Im Rahmen der Prozess-Wertanalyse werden zunächst sämtliche Leistungsstrukturen und interne Kunden - Lieferanten - Beziehungen - im Sinne von Total Quality Management - dokumentiert. Für die meisten Unternehmen und deren Führungskräfte ist dieses eine ganz neue Betrachtungsweise. Sie erleben ihre Abteilung als ein selbständiges Profit Center, das für empfangene Leistungen zu zahlen hat und für erbrachte Leistungen Rechnungen erstellt. In dieser Phase werden die wesentlichen Eckpfosten für einen erfolgreichen Projektverlauf gelegt, denn hier findet der erste, wenn auch nur gedankliche Bruch mit dem Bestehenden statt. Tabuthemen werden ebenso sichtbar wie die vielen Abteilungsgrenzen, die unternehmerisches Denken bei Führungskräften blockieren.

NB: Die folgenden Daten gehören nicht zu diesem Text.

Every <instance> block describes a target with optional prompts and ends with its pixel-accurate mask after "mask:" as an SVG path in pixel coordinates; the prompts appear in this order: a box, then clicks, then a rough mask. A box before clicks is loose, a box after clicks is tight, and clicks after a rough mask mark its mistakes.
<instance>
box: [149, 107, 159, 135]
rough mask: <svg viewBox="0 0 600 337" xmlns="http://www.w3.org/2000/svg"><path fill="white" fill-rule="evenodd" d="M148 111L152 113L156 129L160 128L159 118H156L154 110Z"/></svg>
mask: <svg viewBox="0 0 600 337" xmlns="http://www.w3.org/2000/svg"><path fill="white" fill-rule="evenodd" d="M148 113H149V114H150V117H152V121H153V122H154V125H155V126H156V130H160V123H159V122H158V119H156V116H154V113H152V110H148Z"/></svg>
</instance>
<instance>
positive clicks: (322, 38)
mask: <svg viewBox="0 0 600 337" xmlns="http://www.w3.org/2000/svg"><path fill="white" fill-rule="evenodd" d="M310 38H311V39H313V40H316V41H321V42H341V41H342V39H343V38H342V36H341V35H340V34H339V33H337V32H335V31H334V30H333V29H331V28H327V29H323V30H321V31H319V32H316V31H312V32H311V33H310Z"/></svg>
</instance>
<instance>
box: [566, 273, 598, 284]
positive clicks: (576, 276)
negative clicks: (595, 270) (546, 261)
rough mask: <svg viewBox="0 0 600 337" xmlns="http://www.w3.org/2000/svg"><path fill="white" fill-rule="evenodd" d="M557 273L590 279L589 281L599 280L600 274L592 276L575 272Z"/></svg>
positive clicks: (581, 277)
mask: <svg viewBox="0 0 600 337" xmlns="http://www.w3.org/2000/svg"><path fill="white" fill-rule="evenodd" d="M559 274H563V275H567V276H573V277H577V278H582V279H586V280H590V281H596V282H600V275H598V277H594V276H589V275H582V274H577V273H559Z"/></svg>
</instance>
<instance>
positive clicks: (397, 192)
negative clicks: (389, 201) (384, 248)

Daran anschließend werden mit allen Beteiligten die im Unternehmen vorhandenen Geschäftsprozesse generiert. Je gründlicher in dieser Phase analysiert wird, desto leichter kann das Ziel der Geschäftsoptimierung um mindestens 25 % realisiert werden. Am Ende der 5. Woche liegt ein von den Umsetzungsverantwortlichen ausgearbeiteter Maßnahmenplan vor.

Wer dieses Verfahren in seinem Unternehmen nutzen möchte, der kann in einem zweitägigen Workshop Mitarbeiter zu Prozess-Wertanalyse - Koordinatoren ausbilden. Die Teilnehmer lernen in den 2 Tagen nicht nur den Verfahrensablauf kennen. Sie setzen sich insbesondere sehr intensiv mit jenen Problemen auseinander, die mit solchen Veränderungsprozessen einhergehen. Für sie wird deutlich, wo nicht nur in Unternehmen die Kreativitätskiller zu suchen sind. Sie spüren nach, wie schon in der Kindererziehung - im Elternhaus, aber auch in der Schule - die Basis für das auf Anpassung und Reproduktion ausgelegte Verhalten gelegt wird.

Die Teilnehmer erleben, wie persönliche Ängste (Arbeitsplatzverlust, Prestigeeinbußen, etc.), Eitelkeiten aber auch über viele Jahre eingeübte Erfolgsmuster die Suche nach noch besseren Wegen und Lösungen schmälern. Führungskräfte, die diese Themen enttabuisieren und auch persönliche Betroffenheit ihren Mitarbeitern signalisieren, werden mit der Prozess-Wertanalyse sehr schnell Veränderungsprozesse einleiten können. Mitarbeiter führen - auf welcher Ebene auch immer - heißt zunächst sich selbst führen. Daraus wird dann sehr schnell deutlich, daß derjenige, der das Verhalten anderer geändert wissen möchte, zunächst sich selbst verändern muß.

Darüber hinaus verknüpfen Menschen mit Veränderungen häufig die Vorstellung, vorher etwas falsch gemacht zu haben. In Unternehmen wird von Führungskräften im Falle von Verbesserungsideen noch zu häufig gefragt: „Was hätten wir in den letzten 2 Jahren verdienen können, wenn Sie darauf eher gekommen wären?“ Zukünftig muss es heißen:“ Toll! Vor allem wenn man bedenkt, was wir in den nächsten 2 Jahren dadurch gewinnen werden.“

Mit der Prozess-Wertanalyse nutzen auch DIN EN ISO 9000 ff. zertifizierte Unternehmen die Chance, die erfolgte Dokumentation bestehender Prozesse zum Ausgangspunkt für innovative Weiterentwicklungen zu machen. Die Zertifizierung und die später erfolgenden Audits müssen ihren Ausdruck finden in einer nachweislich höheren Qualität der Ergebnisrechnung. Nur dann rechnen sich die getätigten Investitionen. Leider erreichen heute nur ca. 10 % der zertifizierten Unternehmen dieses Klassenziel.

Die Prozess-Wertanalyse ist zwar auch ohne den Lean!PROCESS durchführbar. Mit ihm lassen sich die Ziele aber noch effizienter erreichen und was noch viel wichtiger ist, sie haben sich innerhalb von fünf Wochen die Basis für eine wirtschaftliche und praktikable Prozesskostenrechnung geschaffen.